[SERI COLUMN]Some victims must be told ‘no more relief’About 10,000 years ago, humans started a sedentary life as farmers. From that time on, we have endured natural disasters as the price we’ve had to pay for a more stable food supply and a longer life span. Previously, hunter-gatherers did not have to put up with the vagaries of weather and nature because they could simply pack up and leave for more hospitable lands with more bountiful rainfall and vegetation, and better protection from floods, volcanic eruptions and other catastrophes.
Since agriculture has become our main livelihood, we have cleared forests, built levees and dikes, and dredged riverbeds for large barges to navigate to protect us better from disasters while increasing our food production to feed ever-multiplying mouths.

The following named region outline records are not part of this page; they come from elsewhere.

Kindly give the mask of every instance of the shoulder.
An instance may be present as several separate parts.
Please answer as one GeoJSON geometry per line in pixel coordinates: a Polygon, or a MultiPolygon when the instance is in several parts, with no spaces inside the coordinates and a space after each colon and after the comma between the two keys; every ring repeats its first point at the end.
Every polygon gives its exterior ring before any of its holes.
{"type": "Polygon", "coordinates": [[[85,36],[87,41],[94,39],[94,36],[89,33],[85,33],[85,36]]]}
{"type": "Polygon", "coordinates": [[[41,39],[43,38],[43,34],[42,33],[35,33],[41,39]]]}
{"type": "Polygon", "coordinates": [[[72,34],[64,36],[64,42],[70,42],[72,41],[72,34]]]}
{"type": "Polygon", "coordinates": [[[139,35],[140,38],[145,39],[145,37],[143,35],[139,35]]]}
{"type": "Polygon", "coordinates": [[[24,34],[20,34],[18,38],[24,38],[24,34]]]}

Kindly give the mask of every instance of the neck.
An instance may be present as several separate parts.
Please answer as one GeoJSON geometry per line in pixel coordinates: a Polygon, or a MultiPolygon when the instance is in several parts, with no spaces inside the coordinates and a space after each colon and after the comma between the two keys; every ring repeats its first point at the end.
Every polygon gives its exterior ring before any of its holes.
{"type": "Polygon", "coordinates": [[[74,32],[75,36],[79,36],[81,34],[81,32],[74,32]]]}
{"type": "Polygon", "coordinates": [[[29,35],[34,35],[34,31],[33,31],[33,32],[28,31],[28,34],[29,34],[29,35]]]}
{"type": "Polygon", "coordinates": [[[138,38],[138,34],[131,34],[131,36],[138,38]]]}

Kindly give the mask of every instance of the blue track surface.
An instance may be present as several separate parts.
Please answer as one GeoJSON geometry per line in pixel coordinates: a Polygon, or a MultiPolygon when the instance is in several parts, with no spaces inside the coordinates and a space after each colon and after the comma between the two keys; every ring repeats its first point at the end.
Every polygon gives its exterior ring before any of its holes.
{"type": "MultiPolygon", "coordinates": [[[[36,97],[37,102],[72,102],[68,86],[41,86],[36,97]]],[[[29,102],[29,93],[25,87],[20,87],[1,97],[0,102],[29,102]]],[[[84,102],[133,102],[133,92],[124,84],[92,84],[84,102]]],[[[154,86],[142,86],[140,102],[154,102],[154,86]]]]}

But these purported enhancements to our environment have tended to make things worse, encouraging more people to build structures on perilous ground or otherwise uninhabitable patches of land. It, in turn, has resulted in more property damage and human casualties. That’s because so-called environmental engineering has made people oblivious to the horror of once-in-decades cataclysms, as these structures have reduced the frequency of smaller disasters in between.
It’s been just over a year since Hurricane Katrina hit the U.S. Gulf Coast region in late August 2005 ― a powerful reminder that we humans are still at the mercy of Mother Nature. According to climate scientists, the rise in sea-surface temperatures is closely related to the frequency and severity of storms. For example, during the 1985-1994 period, an average of nine hurricanes per year formed in the Atlantic, of which one was severe. From 1995 onward, an average of 16 storms formed; of which four were severe. In the years 2004 and 2005, Americans experienced seven of the 10 most destructive storms in history. So we’d better brace for what’s coming, even if we were lucky the last time around.
The question comes up: What do we have to do? All we modern people can do is make the best of the legacies our ancestors left behind, by minimizing damage, for example. We can make do with what we have, such as something called the market mechanism.
Florida’s experience is a good lesson for everyone. In the wake of hurricane Andrew in 1992, said to be one of the worst tropical storms in U.S. history in terms of insured damage before Katrina, most of the property and casualty insurance companies operating in the state went bankrupt after paying $15.5 billion in damages. The surviving large insurers such as Allstate and State Farm had to suffer huge losses from the hurricane, and they often refused to write new homeowners’ policies for the state’s residents.
Immediately after the disaster, the state of Florida set up a reinsurance fund, called the Hurricane Catastrophe Fund, to which the state government and insurers together contributed, with surcharges assessed on homeowners’ policies. In this way, the fund could raise $6 billion for the next 10 years. It worked like this: For insured losses caused by a hurricane, insurers operating within the state pay the first 75 percent, while 90% of the remaining 25% is covered from the state hurricane fund. That means insurance companies would be shielded from skyrocketing payouts while the state could reduce spending on disaster relief.
This risk-sharing scheme, however, is not free of flaws. But this market-based approach to damage reduction can at least change people’s behavior in a fundamental way. For example, insurers can charge higher premiums for those who choose to live in dangerous places. They can also penalize repeat claimants for the same damage by refusing to pay claims. Under this scheme, people will no longer expect that no matter how dangerous a lifestyle they maintain, the government will be there to save them.
In other words, people are allowed to do whatever they want with their properties, with one big caveat: They can enjoy breathtaking views by building homes cantilevered over canyons, beach houses on stilts, or mansions on fault lines, as long as they pay steep premiums according to assessed risks.
In Korea, as in most other industrialized countries, the government has always been the helping hand of last resort. People built and rebuilt their homes and commercial structures on floodplains and storm paths because they knew all too well the government would pay the damages in case rivers overflowed or typhoons wiped out their properties. At the very least, government should not encourage risk-loving people to erect structures in high-risk areas.
Nevertheless, from one disaster to another, the government provided most of the reconstruction money. Although the government introduced a storm-flood insurance scheme starting early this year, it is in force in only a few selected areas. It remains to be seen how effective this scheme will be, but it should represent an important break from the age-old thinking that the government will do everything for everyone.
Saying “no more relief” to victims of disasters may sound harsh and callous. But it is the only way to reduce unnecessary deaths and property damage in the long run.
* The writer is managing editor of SERIWorld, Samsung Economic Research Institute’s English-language Web site. The views expressed in this column are the author’s and do not represent those of the publication that carries it.